Le film s’ouvre sur un rêve. Des chiens courent dans la ville, à la recherche d’un homme. L’homme connaît leur nombre : trente-six. Comme les trente-six chiens qu’il a tué lorsqu’il était soldat au Liban. Il convoque son ami, Ari Folman, au milieu de la nuit dans un bar, pour lui raconter ce rêve. Ari Folman, lui, n’a aucun souvenir de cette guerre. Si ce n’est une scène, étrange, irréelle, où trois soldats, dont lui-même, sortent de l’eau dans une nuit jaune, face à Beyrouth. Séquence obsédante d’un souvenir que la culpabilité s’est chargée de rendre méconnaissable. C’est le point de départ du film : un mystère, un inconnaissable pourtant connu, qui se répètera trois fois.

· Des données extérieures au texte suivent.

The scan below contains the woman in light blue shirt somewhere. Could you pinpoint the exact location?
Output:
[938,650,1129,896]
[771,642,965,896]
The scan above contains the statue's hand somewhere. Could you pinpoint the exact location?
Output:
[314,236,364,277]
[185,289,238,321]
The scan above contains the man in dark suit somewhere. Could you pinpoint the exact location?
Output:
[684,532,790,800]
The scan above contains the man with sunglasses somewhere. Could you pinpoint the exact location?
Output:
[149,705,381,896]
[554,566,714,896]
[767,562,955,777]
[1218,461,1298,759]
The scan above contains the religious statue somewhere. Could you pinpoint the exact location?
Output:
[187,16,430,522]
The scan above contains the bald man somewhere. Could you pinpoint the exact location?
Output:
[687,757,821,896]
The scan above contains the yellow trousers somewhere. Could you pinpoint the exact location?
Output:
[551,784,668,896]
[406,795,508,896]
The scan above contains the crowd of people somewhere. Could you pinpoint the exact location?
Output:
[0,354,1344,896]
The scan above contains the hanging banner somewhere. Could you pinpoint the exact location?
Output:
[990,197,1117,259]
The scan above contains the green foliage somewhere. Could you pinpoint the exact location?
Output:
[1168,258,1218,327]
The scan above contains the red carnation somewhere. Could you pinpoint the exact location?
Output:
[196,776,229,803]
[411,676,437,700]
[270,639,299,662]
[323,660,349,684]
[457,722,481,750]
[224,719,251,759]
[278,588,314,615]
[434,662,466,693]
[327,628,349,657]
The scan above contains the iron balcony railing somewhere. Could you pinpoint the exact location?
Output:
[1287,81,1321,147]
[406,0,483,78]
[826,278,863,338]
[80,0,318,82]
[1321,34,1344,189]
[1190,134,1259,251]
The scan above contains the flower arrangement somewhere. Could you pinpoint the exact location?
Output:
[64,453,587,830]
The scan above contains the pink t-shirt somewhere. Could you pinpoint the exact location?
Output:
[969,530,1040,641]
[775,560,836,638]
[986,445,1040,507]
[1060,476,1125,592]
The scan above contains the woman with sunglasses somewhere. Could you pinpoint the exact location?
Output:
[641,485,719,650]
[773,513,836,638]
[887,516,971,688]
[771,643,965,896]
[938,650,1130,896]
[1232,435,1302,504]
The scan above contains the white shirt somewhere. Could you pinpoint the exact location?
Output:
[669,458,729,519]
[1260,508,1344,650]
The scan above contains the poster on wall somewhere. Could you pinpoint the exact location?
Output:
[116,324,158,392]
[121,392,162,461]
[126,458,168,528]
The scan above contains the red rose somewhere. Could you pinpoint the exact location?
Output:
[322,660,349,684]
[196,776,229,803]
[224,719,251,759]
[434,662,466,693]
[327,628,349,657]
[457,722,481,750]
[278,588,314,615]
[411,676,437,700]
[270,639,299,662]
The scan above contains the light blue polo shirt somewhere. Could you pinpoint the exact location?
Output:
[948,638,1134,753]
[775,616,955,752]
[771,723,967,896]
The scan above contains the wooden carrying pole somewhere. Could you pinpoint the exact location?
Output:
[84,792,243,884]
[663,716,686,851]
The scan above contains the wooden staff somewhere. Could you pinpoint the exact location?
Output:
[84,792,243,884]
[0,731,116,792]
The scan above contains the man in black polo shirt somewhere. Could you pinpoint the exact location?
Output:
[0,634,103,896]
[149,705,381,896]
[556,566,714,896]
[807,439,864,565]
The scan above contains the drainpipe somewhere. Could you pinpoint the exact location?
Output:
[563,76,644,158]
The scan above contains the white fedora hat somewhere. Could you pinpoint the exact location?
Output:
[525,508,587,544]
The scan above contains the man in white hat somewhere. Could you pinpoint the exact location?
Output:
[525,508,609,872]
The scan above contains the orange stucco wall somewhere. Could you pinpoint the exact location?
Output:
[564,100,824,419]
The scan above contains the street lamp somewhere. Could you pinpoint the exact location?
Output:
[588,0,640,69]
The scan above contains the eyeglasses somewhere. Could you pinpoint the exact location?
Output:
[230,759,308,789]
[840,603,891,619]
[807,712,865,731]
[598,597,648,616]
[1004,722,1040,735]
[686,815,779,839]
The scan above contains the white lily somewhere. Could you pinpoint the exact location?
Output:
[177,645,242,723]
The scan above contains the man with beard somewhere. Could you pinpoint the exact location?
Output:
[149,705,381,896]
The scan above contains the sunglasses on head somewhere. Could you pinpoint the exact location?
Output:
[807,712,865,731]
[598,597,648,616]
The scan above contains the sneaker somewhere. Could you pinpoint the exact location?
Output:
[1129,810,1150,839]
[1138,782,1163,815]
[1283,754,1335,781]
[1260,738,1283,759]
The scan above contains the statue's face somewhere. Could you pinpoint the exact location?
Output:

Le film joue sur deux niveaux passionnants - d’un côté l’autobiographie, de l’autre le documentaire. Les deux se mêlent habilement. Du massacre de Sabra et Chatila, rares sont les images d’archive. Parmi les témoins, peu veulent parler à visage découvert. Grâce à l’animation, Folman reconstitue le passé tel qu’il lui est possible de s’en souvenir, ou tel qu’il lui est décrit, et obtient la parole d’anciens soldats, d’amis, d’un journaliste…
La mer semble être le cœur graphique du film. Masse obscure aux mouvements incontrôlables, à la fois dangereuse et plaisante, elle évoque l’oubli. L’oubli par l’engloutissement. Réfugiés dans la grande Histoire, les souvenirs personnels peinent à se distinguer. Et pourtant, c’est bien dans cet abandon de l’individu au profit du collectif, que la culpabilité se loge. Le coupable est celui qui ne veut pas se souvenir. Aussi cette scène répétée trois fois est-elle un avertissement : sortir de l’eau, rendosser les habits de guerre, et voir dans la ville les foules de femmes en pleurs. Cesser de faire le mort, et voir la douleur en face.
Comment représenter l’irreprésentable ? C’était la question que posait Claude Lanzmann dans Shoah, et à laquelle Ari Folman apporte une réponse autre, tout aussi convaincante. Le premier revenait sur les lieux de l’Holocauste et donnait la parole aux survivants, le second livre un réel transformé par l’imaginaire, sans poétisation du massacre. Dans les deux cas, il s’agit d’une enquête. Mais Shoah recherchait les traces du passé, tandis que Valse avec Bachir s’interroge sur les raisons de la modification de la mémoire. Le film effectue alors plusieurs allers-retours entre le présent documentaire, le passé historique, et même un passé plus lointain, justement lié à l’Holocauste. Circonvolutions d’un récit composé de séquences qui, chacune, rend un peu plus réel (ou réalise) l’horreur vécue.
Et l’impression qu’on a, en regardant Valse avec Bachir, c’est de se trouver face à un film auquel le réalisateur a été contraint. Un film de survie, essentiel et fulgurant.